Thailand has taken an important step towards ending its ivory trade, but it is only a beginning. Prime Minister Yingluck Shinawatra promised last weekend to start working with the legislature to ban the trade in a speech at the Convention on the International Trade in Endangered Species of Fauna and Flora (CITES), which was attended by representatives from 178 countries. This was the first time a Thai official publicly pledged to ban the ivory trade.
Thailand currently permits the purchase and sale of ivory from domesticated local elephants. Yingluck said she would begin to act on her pledge with stronger local controls on Thailand’s internal trade and the flow of African ivory into her country by registering domestic elephants and ivory products. The next stage, she told the conference, would be to bring Thailand’s laws into line with international norms by ending the ivory trade altogether.
Yingluck said a ban would “help protect all forms of elephants including Thailand’s wild and domestic elephants and those from Africa.” An effective Thai ban on ivory could substantially reduce poaching since Thailand has one of the world’s largest ivory markets. In the last 14 months poachers killed over 32,000 elephants, more than at any time in recent decades. According to the BBC, “between 50 and 100 African elephants are killed every day for their ivory.”
These numbers confirm the World Wildlife Fund’s assertion that there is “a global poaching crisis that is leading to the slaughter of tens of thousands of elephants each year and fueling a global criminal trade in animal parts.” Though CITES outlaws the trade it is thriving in the unregulated markets of Thailand, Nigeria and the Democratic Republic of Congo.
Thailand faces a long road to closing down its ivory trade. Yingluck’s speech was a start, but “the fight to stop wildlife crime and shut down Thailand’s ivory markets is not over,” says Carlos Drews of WWF. “Prime Minister Shinawatra now needs to provide a timeline for this ban and ensure that it takes place as a matter of urgency, because the slaughter of elephants continues.” Environmental Investigation Agency executive director Mary Rice agrees: “I’m not opening the Champagne yet.”
Rice has a point. The deputy director of Thailand’s Department of Parks and Wildlife said that banning the ivory trade is a long-term goal that might happen “step by step in the future — maybe.” That does not inspire confidence that Yingluck’s words will lead to new laws.

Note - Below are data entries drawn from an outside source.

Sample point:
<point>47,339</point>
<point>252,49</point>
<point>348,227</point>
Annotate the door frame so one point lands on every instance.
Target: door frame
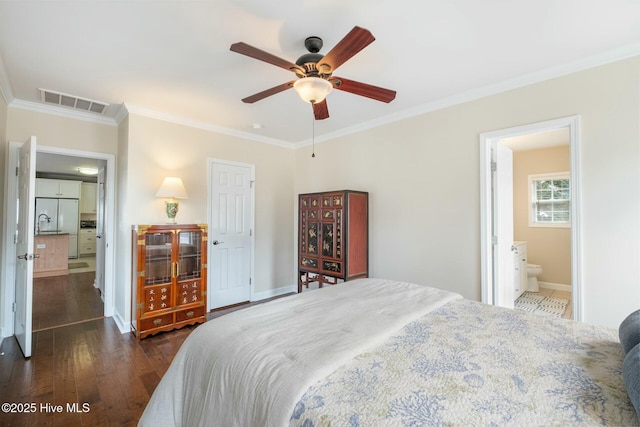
<point>252,167</point>
<point>9,249</point>
<point>487,260</point>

Thailand already prohibits the purchase and sale of ivory from wild elephants, but a loophole allowing trade in domesticated local elephant parts gives poachers plenty of room to do business by claiming all their ivory is local.
Even if Thailand implements the laws Yingluck promised, enforcement will be challenging. The Executive Director of the United Nations Environment Program, Achim Steiner, said that wildlife trafficking
in a terrible way has become a trade and a business of enormous proportions — a billion-dollar trade in wildlife species that is analogous to that of the trade in drugs and arms. This is not a small matter. It is driven by a conglomerate of crime syndicates across borders.
CITES Director-General John Scanlon agreed that criminal syndicates smuggle animal parts across borders, and said that their killing of African elephants and rhinos is one of CITES’ main concerns. But he is optimistic about shutting the law-breakers down. He said that the world already knows how to stop the criminals; “we now need the collective will.”
Unfortunately, CITES members rejected a bid to end the ivory trade on Thursday.